In the foreclosure mitigation department, HOPE NOW has been reporting monthly permanent mortgage modification numbers at all-time highs since December 2009.   While this seems encouraging, as do some preliminary signs that modified loans are performing better, the investor reports on subprime and alt-A mortgages I follow tell a different story, showing total permanent mods down considerably since HAMP was introduced in early 2009.  According to HOPE NOW's numbers, the recent decline in mortgage workouts subsidized by the HAMP program is more than offset by continuing increases in "proprietary modifications", i.e. mortgage servicer initiatives not funded by TARP money.   In any event, while the crisis would certainly be worse without modification programs, they have failed thus far to even begin bringing foreclosures back down to non-crisis levels.


banks are deliberately procrastinating on foreclosures; they dont want the worthless houses either, in some areas of the country people have been living in their homes for over 500 days without paying on their mortgages...

Nearly Two-Thirds of Delinquent Mortgages Untouched: Study - According to a new report from state attorneys general and bank supervisors from across the country, more than 60 percent of homeowners with seriously delinquent loans are still not involved in any form of loss mitigation with their servicer. The ratio is disconcerting considering the group also found that one of servicers’ primary loss mitigation options today, loan modifications, are resulting in significant payment reductions with fewer redefaults. The State Foreclosure Prevention Working Group says loans modified in 2009 are 40 to 50 percent less likely to be seriously delinquent six months after modification than loans modified at the same time in 2008. “This improvement in loan modification performance suggests that dire predictions of high redefault rates may not come true,” the group said in a paper released Tuesday. “This positive trend suggests that increased use of modifications resulting in significant payment reduction has succeeded in creating more sustainable loan modifications


Procrastination on Foreclosures, Now 'Blatant,' May Backfire - By postponing the date at which they lock in losses, banks and other investors positioned themselves to benefit from the slow mending of the real estate market. But now industry executives are questioning whether delaying foreclosures — a strategy contrary to the industry adage that "the first loss is the best loss" — is about to backfire. With home prices expected to fall as much as 10% further, the refusal to foreclose quickly on and sell distressed homes at inventory-clearing prices may be contributing to the stall of the overall market seen in July sales data. It also may increase the likelihood of more strategic defaults. It is becoming harder to blame legal or logistical bottlenecks, foreclosure analysts said. "All the excuses have been used up. This is blatant," Banks have filed fewer notices of default so far this year in California, the nation's biggest real estate market, than they did 2009 or 2008, according to data gathered by the company. Foreclosure default notices are now at their lowest level since the second quarter of 2007, when the percentage of seriously delinquent loans in the state was one-sixth what it is now.

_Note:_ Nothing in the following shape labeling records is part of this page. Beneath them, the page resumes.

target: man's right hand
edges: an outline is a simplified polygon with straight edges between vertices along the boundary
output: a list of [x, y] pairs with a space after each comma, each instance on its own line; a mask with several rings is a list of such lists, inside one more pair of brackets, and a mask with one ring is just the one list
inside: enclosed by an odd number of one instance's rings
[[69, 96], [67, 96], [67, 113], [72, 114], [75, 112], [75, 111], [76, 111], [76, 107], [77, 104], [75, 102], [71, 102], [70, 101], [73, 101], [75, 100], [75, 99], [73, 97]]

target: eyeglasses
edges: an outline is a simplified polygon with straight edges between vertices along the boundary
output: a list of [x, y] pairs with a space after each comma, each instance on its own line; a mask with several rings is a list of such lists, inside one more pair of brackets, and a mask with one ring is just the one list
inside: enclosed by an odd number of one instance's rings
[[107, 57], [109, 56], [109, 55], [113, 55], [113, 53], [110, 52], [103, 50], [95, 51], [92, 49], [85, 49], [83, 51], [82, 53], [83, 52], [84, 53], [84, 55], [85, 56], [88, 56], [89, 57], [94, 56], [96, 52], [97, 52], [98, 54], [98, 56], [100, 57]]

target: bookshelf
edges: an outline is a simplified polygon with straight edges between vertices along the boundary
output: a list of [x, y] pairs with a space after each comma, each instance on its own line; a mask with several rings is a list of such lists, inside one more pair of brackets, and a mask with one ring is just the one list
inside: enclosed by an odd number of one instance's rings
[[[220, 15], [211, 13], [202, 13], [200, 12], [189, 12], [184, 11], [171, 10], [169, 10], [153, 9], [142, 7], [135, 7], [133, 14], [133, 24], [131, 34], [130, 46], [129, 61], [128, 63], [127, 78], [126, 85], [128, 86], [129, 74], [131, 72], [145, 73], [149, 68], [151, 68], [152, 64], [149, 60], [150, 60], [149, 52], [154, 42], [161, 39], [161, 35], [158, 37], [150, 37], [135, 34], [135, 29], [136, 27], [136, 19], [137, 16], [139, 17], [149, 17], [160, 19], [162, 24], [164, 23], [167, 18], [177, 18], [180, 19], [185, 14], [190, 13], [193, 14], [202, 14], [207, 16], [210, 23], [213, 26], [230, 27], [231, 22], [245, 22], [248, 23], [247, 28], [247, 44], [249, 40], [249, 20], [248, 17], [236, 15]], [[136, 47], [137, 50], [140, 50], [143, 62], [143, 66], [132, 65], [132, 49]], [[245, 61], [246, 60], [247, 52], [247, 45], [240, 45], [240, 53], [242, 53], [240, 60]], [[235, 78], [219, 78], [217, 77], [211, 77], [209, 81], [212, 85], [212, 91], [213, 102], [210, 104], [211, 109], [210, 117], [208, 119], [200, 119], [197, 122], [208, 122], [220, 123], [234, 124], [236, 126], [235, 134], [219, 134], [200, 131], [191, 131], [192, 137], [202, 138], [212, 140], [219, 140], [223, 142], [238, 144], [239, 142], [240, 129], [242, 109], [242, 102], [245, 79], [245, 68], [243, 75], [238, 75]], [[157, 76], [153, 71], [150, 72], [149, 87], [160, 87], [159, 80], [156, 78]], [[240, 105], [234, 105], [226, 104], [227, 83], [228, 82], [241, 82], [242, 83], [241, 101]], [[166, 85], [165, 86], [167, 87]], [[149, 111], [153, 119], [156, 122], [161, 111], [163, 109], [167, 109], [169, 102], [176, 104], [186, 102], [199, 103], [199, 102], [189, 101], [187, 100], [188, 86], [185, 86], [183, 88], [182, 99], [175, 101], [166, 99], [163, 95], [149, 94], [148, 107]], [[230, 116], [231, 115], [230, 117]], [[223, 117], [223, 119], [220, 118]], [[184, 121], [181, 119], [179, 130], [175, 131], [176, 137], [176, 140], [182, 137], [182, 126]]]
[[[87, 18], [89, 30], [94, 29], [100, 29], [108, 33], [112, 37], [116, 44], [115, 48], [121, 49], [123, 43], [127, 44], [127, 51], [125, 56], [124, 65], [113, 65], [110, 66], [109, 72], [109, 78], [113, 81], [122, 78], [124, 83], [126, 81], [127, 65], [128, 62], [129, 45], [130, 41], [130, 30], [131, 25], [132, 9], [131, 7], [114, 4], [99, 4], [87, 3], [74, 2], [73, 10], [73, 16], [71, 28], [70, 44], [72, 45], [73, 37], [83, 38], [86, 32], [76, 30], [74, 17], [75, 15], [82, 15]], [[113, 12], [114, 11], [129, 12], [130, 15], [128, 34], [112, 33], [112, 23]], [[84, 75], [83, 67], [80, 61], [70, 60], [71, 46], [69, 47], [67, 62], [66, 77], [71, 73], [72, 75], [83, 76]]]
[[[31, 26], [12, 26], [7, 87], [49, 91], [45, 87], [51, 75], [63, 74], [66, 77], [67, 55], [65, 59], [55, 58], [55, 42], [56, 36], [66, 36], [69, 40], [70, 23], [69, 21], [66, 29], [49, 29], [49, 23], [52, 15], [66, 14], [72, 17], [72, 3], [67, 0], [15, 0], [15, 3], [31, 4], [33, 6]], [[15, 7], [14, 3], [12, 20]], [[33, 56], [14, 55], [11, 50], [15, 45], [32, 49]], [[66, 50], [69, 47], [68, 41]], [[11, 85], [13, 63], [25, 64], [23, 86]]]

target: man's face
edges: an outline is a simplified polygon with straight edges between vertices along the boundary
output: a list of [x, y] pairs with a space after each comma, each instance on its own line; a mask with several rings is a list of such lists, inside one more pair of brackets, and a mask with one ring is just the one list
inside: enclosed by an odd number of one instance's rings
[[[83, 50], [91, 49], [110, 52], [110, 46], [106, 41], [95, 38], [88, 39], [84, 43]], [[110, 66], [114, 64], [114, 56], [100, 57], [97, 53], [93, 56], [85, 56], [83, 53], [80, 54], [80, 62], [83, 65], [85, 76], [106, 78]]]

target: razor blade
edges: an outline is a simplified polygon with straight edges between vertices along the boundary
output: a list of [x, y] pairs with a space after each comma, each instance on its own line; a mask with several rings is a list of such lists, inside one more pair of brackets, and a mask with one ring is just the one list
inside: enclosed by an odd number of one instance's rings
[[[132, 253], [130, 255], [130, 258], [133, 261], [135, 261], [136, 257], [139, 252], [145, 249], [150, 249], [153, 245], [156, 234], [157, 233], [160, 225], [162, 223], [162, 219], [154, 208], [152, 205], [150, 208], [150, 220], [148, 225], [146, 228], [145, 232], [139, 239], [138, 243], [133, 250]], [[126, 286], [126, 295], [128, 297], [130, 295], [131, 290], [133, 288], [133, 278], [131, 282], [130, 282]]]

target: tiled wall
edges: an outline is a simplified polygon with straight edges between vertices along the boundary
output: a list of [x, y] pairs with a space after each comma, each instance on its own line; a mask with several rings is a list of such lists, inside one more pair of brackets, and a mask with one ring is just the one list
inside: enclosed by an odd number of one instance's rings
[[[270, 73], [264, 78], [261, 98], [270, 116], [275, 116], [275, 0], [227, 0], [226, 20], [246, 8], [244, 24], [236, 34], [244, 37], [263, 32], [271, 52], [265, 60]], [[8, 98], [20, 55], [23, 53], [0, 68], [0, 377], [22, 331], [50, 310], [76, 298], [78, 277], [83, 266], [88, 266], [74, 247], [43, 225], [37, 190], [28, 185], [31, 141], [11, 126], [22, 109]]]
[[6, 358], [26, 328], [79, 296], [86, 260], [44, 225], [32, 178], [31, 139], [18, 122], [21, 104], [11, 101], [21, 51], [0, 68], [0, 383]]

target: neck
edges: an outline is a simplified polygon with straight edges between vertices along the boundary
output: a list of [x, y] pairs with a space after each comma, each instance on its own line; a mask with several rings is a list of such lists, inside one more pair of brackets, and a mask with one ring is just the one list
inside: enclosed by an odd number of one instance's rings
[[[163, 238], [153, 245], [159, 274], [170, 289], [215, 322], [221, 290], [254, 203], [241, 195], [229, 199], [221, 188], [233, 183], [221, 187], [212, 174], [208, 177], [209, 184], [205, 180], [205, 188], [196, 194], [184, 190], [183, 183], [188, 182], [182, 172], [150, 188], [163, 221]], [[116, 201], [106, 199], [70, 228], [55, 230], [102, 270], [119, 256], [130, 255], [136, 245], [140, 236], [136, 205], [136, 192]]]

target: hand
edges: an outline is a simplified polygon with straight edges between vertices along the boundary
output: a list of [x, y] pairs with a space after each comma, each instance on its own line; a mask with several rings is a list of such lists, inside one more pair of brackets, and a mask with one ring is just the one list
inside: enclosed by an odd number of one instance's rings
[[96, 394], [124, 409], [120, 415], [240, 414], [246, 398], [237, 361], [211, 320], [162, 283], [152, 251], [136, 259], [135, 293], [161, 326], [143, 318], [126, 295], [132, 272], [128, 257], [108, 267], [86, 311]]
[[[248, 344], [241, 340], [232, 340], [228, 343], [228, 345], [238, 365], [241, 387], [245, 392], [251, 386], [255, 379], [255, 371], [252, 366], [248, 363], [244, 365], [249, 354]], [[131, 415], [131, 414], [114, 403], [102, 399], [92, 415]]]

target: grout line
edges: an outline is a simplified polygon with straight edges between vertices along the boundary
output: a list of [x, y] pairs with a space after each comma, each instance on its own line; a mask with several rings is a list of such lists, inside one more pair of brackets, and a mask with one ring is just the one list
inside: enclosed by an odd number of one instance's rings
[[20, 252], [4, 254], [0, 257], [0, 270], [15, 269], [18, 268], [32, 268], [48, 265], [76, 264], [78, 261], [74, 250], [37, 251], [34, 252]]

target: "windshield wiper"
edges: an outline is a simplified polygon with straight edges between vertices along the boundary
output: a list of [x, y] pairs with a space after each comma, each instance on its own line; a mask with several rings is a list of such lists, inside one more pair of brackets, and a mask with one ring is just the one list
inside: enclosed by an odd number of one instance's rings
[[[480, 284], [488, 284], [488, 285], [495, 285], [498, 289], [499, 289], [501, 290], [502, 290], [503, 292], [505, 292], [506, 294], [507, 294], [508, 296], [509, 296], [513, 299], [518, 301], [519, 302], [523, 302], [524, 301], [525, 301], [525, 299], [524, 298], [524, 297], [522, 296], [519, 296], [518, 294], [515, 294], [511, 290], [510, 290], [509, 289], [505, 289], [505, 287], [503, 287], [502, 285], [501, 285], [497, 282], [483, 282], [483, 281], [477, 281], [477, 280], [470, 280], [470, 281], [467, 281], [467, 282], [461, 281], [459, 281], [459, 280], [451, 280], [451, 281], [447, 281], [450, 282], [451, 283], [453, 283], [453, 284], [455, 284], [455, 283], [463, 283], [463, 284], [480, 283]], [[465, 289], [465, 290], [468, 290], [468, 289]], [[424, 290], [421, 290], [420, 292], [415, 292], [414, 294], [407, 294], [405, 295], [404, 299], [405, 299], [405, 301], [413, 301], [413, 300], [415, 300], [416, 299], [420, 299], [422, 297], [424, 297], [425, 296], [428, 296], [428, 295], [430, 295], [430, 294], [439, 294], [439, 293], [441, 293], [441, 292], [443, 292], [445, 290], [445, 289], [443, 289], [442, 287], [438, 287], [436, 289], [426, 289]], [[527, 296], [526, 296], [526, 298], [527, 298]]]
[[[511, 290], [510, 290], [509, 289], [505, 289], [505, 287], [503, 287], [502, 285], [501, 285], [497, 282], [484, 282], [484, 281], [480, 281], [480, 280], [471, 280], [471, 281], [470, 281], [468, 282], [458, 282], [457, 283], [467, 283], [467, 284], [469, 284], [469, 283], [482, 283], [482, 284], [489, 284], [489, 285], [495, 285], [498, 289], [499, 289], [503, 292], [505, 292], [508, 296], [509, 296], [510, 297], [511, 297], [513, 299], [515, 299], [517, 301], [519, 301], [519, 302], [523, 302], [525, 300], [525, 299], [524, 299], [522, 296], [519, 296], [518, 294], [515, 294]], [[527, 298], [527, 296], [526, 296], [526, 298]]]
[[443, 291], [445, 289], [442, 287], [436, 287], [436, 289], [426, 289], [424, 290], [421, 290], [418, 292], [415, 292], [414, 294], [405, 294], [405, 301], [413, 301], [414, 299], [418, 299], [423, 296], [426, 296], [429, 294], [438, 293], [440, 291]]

I concur that banks are taking their sweet time to try to do any loan modification. They believe that they can just foreclosed on the properties and take possession of the properties. Banks still believe that they can get a better price by repossessing the homes in their portfolio.

We need a way to make them understand that it is in everyone's best interest if the bank and the homeowners can come to an agreement to keep the loan agreement as it was intended originally.

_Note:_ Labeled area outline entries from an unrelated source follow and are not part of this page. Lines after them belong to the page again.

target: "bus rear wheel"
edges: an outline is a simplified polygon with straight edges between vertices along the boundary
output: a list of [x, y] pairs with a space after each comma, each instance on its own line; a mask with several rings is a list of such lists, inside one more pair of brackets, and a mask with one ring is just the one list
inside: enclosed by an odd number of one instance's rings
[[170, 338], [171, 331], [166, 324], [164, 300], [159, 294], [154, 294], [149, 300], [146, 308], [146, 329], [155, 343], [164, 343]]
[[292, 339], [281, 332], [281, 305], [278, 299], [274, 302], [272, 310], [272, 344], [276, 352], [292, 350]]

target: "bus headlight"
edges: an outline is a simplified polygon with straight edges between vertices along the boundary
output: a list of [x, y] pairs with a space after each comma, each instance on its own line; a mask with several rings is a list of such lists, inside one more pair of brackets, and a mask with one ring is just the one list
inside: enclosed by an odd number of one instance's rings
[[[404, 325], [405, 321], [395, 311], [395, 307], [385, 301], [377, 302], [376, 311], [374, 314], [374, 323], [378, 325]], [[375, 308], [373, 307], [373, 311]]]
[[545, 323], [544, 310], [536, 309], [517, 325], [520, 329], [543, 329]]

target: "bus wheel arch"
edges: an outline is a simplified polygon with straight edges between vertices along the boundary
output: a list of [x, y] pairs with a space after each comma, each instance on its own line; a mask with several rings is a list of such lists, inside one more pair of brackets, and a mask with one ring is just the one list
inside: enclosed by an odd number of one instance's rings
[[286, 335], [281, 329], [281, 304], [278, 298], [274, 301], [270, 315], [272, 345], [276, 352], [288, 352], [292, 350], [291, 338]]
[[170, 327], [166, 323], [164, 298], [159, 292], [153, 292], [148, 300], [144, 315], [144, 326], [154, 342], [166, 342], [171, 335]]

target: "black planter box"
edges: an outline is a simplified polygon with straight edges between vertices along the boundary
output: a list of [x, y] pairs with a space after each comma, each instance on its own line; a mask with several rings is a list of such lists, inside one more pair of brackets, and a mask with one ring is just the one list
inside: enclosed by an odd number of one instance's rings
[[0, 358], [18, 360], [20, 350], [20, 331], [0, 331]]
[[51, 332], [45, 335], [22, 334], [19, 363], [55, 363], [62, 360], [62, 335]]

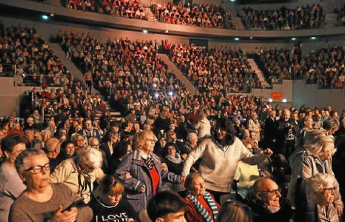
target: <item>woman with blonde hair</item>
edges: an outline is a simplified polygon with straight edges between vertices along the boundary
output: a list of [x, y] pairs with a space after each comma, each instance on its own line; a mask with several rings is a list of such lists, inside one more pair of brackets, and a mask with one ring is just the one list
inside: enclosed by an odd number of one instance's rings
[[87, 147], [75, 157], [62, 161], [50, 175], [51, 183], [62, 183], [81, 197], [85, 203], [90, 200], [94, 183], [104, 177], [101, 169], [103, 160], [100, 151]]
[[316, 174], [309, 180], [311, 191], [314, 195], [318, 221], [338, 222], [339, 216], [333, 201], [339, 185], [334, 177], [327, 174]]
[[250, 208], [237, 202], [229, 201], [222, 205], [216, 222], [251, 222]]
[[[326, 135], [323, 130], [313, 130], [306, 134], [304, 145], [305, 149], [296, 150], [289, 158], [291, 178], [287, 193], [287, 198], [296, 210], [303, 208], [299, 206], [305, 202], [305, 208], [297, 211], [297, 217], [303, 221], [315, 221], [315, 202], [306, 192], [305, 181], [317, 173], [334, 176], [332, 164], [332, 156], [335, 153], [334, 142]], [[304, 197], [305, 198], [303, 199]], [[344, 205], [339, 189], [335, 192], [334, 205], [340, 217], [343, 214]], [[297, 206], [296, 206], [297, 205]]]
[[[136, 149], [124, 157], [116, 170], [127, 188], [126, 197], [137, 212], [146, 208], [148, 200], [160, 190], [163, 179], [173, 183], [180, 181], [179, 175], [162, 168], [160, 159], [153, 153], [156, 142], [151, 131], [137, 133], [133, 143]], [[131, 177], [125, 176], [128, 172]]]

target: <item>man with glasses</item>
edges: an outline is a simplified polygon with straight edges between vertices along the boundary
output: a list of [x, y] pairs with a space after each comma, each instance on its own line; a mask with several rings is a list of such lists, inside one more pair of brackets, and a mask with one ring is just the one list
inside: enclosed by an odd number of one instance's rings
[[99, 143], [101, 142], [101, 134], [97, 129], [92, 126], [92, 121], [90, 118], [85, 118], [83, 121], [84, 128], [79, 131], [78, 133], [89, 140], [91, 137], [96, 137]]
[[281, 198], [278, 185], [268, 178], [257, 180], [252, 187], [249, 206], [255, 221], [292, 222], [294, 210]]
[[50, 172], [52, 173], [58, 165], [58, 159], [56, 158], [60, 152], [61, 143], [57, 139], [53, 137], [49, 139], [44, 146], [44, 151], [49, 159]]

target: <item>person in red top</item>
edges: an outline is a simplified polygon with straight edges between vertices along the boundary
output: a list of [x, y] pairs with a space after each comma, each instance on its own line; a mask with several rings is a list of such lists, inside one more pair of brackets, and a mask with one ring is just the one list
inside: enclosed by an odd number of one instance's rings
[[190, 174], [184, 185], [188, 191], [184, 198], [188, 205], [188, 211], [185, 214], [187, 222], [215, 222], [220, 206], [212, 194], [206, 191], [205, 181], [201, 174]]

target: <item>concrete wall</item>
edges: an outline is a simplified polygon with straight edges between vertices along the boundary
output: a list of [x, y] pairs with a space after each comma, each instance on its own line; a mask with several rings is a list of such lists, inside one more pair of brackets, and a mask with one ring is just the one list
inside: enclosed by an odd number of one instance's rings
[[305, 104], [310, 107], [331, 106], [335, 110], [345, 108], [343, 89], [317, 89], [315, 85], [306, 85], [304, 80], [295, 81], [294, 106], [299, 107]]
[[272, 92], [281, 92], [287, 103], [277, 102], [286, 108], [299, 108], [305, 104], [311, 108], [331, 106], [339, 111], [345, 109], [343, 89], [318, 89], [316, 85], [306, 85], [304, 80], [283, 80], [281, 85], [275, 84], [273, 89], [254, 89], [253, 94], [267, 99], [271, 98]]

If "the banks" are recouping the face value, outstanding principle or the 30 year stream of income through insurance policies covering any given RMBS vehicle, what do they care about "everyone's best interest"? They've already got their money by the time a property is FC'd.

In many cases, "the banks" foreclose the physical asset in order to begin the process of laundering it - and, more importantly, the associated mortgage, note and loan history with all of it's potential "discrepancies", "flaws", "mistakes" and outright, blatant fraud off of their books. The problem, now, is that if they take legal possession and title of those physical assets they can't move them b/c of the market. So the "asset" stays on their books, in their own name once FC'd, sucking up allll kinds of capital for maintenance and repair, insurance, etc.

And since fraud potentially trumps a whooooole host of actions, legally speaking, every day that the "asset" is on their books in their own name is another day they risk having a borrower come after them legally, thereby tying up the laundering process indefinitely.

From what I have seen, the banks have avoided foreclosing because: 1) they were hoping for a miracle that would turn the market enough that they could foreclose later and turn properties for prices not so grossly out of line with their leverage level, and 2) by holding loans in endless "modification" programs, they could avoid honestly booking the collateral and the loan while maintaining some modicum of revenue stream (Anything's acceptable at the margin.). The former has been an epic failure, and the latter is out of steam; no one's buying it anymore.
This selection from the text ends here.